Are you in a lot of fantasy leagues? Do these five things:
1.) Look up who lost
Who in your league had a bad Week 1? Were they expecting to be good this year? What went wrong? It could have been that they ran up against a monster. If so, oh well. But maybe instead his or her team flopped?
At wide receiver alone there are lots of challenges already. Kenny Golladay (out last week, could miss this week), Courtland Sutton (same), Mike Evans (if you started him last week, whoops), Chris Godwin (concussion), Jamison Crowder (injured this week in practice)... it’s Week 2, and the list of top-receiving options is thinning fast.

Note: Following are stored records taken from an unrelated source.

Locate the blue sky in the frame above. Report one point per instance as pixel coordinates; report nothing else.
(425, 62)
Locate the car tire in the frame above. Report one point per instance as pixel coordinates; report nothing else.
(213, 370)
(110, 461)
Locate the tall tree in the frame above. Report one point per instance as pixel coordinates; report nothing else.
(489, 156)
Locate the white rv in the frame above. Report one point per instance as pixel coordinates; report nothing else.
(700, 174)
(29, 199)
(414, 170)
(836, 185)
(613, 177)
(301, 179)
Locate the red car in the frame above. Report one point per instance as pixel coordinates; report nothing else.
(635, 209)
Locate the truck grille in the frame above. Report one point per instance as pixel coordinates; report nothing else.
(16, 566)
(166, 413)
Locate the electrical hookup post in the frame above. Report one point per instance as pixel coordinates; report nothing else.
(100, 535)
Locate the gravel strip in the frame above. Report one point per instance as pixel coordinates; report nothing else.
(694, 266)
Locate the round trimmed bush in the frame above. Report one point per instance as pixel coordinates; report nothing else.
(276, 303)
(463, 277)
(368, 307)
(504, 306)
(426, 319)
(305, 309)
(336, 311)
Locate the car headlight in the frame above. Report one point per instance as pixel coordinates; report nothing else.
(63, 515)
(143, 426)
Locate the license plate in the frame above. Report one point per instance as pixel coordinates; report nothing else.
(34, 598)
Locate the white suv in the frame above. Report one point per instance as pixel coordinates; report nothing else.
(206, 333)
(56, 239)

If you’re deep at receiver and lucky enough to avoid injuries, consider trying to trade someone healthy for one of these guys, all of whom should be back soon.

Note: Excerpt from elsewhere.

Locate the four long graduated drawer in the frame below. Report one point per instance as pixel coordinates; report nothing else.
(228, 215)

2.) Don’t be afraid to fold
I think the best fantasy players are the ones willing to shuffle the most. There’s an available counterpoint here about “overreacting”, or in a fantasy sense overcoaching. But I’d rather make the move now and then be ready to make the next move than sit on a losing hand too long.
Take Kerryon Johnson in Detroit. You probably didn’t draft him to start, but he made sense as a depth option. But one week in and Adrian Peterson is already in charge of that backfield. You know they’ll work rookie De’Andre Swift in. Where does that leave Johnson, who has watched the Lions move to replace him time and again? Cut bait.
If circumstances change, change with them. But for all the “don’t overreact” advice out there, mine is to not be scared to act.
3.) Snaps and targets, targets and snaps
Receptions, rushes and yards determined whether you won or lost last week.
But to plot out who to count on going forward, you want to know who it was that teams asked the most from.
Who played the most? Who was thrown to the most often? Those are the guys to want.
4.) What is your league doing with injured reserve?
Many leagues this year adjusted their injured reserve rules to accommodate predicted turbulence due to COVID-19. It’s key to know these rules and try to take advantage.
How? Maybe you don’t have injured players and another team has two or three. They may need the roster spot a,nd because of this year’s special rules you have one to offer. Trade for Damien Harris, for example, and stick him on your IR.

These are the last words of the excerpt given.